Примечание: в скобках – номер полосы мембранных белков на электрофореграмме. Me (Q25–Q75), p_U – критерий Манна–Уитни; M ± m, p_t – t-тест, различия статистически значимы при p_U < 0.05 и p_t< 0.05.

Для определения белков, оказывающих максимальное влияние на структурно-функциональное состояние мембраны эритроцитов обеих групп, был использован дискриминантный анализ. Выяснилось, что такими белками были: анкирин (белок полосы 2.1), АТБ (белок полосы 3), белки полосы 4.1, Г-3-ФДГ (белок полосы 6) и глутатион-S-трансфераза (белок полосы 8) (табл. 2), а каноническое уравнение для исследуемых групп имело следующий вид:

(3)

$\begin{gathered} {\text{K}} = - 2.05 + 0.02{\text{Б П }}\,{\text{2}}{\text{.1}} + {\text{0}}{\text{.087Б П }}\,{\text{3}} - \\ - \,\,{\text{0}}{\text{.076Б П }}\,{\text{4}}{\text{.1}} - {\text{0}}{\text{.035}}\,{\text{Б П 6}} - {\text{0}}{\text{.019}}\,{\text{Б П 8,}} \\ \end{gathered} $

где БП – белок полосы; К – коэффициент дискриминантной функции.

Таблица 2.

Анализ дискриминантной функции белков мембраны эритроцитов у лиц контрольной группы и больных артериальной гипертензией

Общие показатели дискриминантной функции	Собственное значение	R каноническое	Общая лямбда	χ² критерий	p
Общие показатели дискриминантной функции	12.8	0.96	0.07	198	0.0000
Переменные, включенные в модель	Частная лямбда	F	p	Стандартизованные коэффициенты
Анкирин	0.80	18.9	0.0000	0.547
АТБ	0.13	492.7	0.0000	2.306
Полоса 4.1	0.56	59.1	0.0000	–1.525
Г-3-ФДГ	0.90	8.4	0.049	–0.653
Глутатион-S-трансфераза	0.92	6.1	0.016	–0.472

Примечание. Подчеркнут стандартизованный коэффициент, вносящий наибольший вклад в дискриминацию изучаемых групп.

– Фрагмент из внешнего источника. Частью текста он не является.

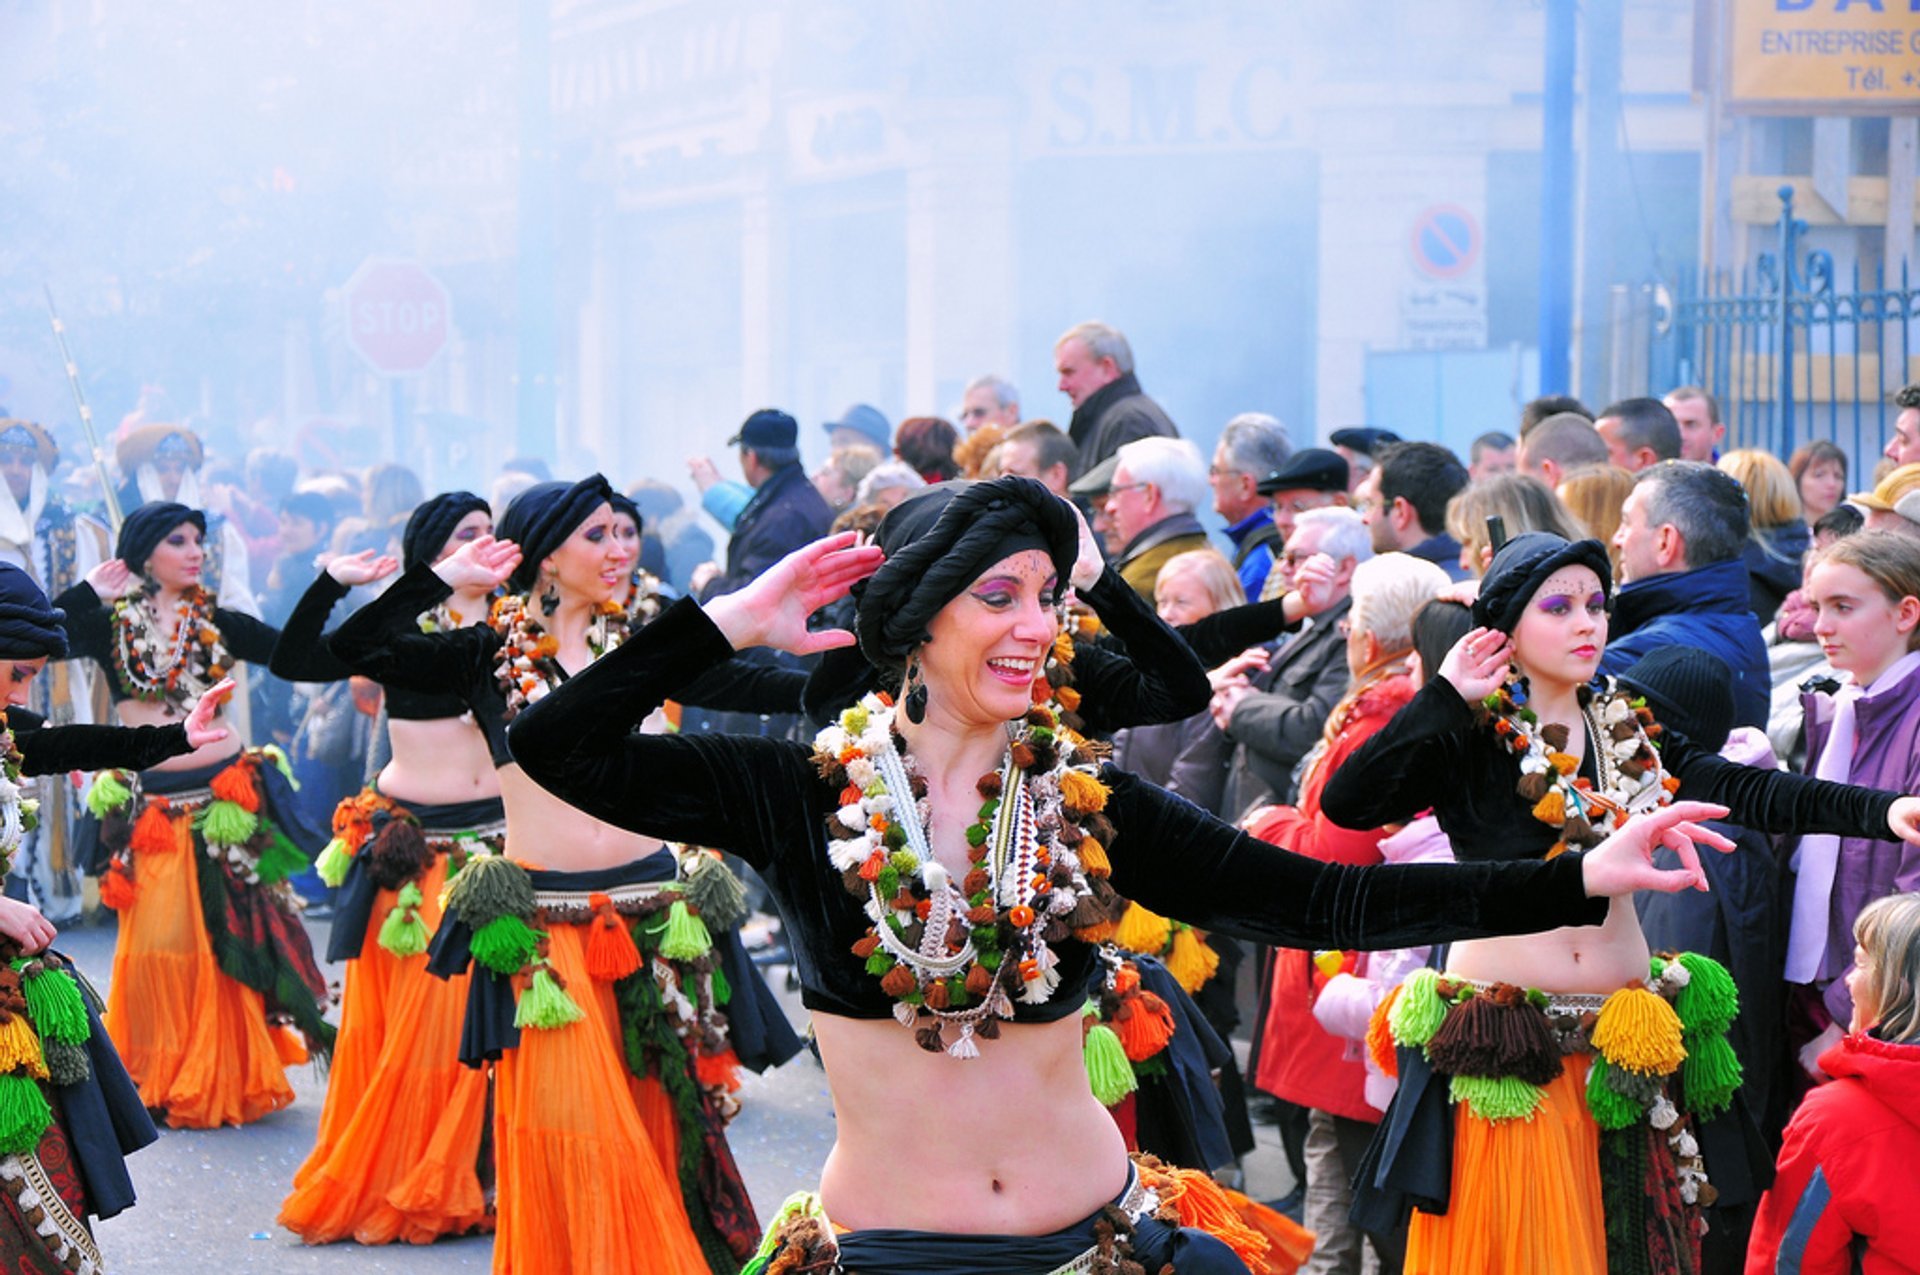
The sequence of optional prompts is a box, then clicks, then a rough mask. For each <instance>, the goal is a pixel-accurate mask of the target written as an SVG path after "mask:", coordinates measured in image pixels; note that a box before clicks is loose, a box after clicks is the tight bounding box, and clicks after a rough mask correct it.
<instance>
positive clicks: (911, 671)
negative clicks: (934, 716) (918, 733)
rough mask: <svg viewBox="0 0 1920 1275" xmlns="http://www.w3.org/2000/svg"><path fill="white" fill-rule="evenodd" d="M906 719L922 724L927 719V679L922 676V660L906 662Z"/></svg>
mask: <svg viewBox="0 0 1920 1275" xmlns="http://www.w3.org/2000/svg"><path fill="white" fill-rule="evenodd" d="M904 703H906V720H908V722H912V724H914V726H920V724H922V722H925V720H927V680H925V678H924V676H920V661H908V664H906V701H904Z"/></svg>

На рис. 1 видно, что концентрации вышеперечисленных белков являются параметрами, разделяющими группы здоровых лиц и больных в 100% случаев (D ²= 55.5, p = 0.0000). При этом АТБ обеспечивал наибольший дискриминантный эффект – стандартизированный коэффициент = 2.306 (см. табл. 2). Важно отметить, что уровень спектринов в целом не влиял существенно на дискриминацию исследуемых групп.

Рис. 1.

Диаграмма распределения лиц контрольной группы и больных артериальной гипертензией по данным дискриминантной функции мембранных белков эритроцитов и канонического анализа.

Для нахождения меры корреляционной связи между белками, которые участвовали в дискриминации групп здоровых лиц и больных ГБ, и остальными белками мембраны эритроцитов (не вносящими вклад в дискриминацию) использовали канонический анализ.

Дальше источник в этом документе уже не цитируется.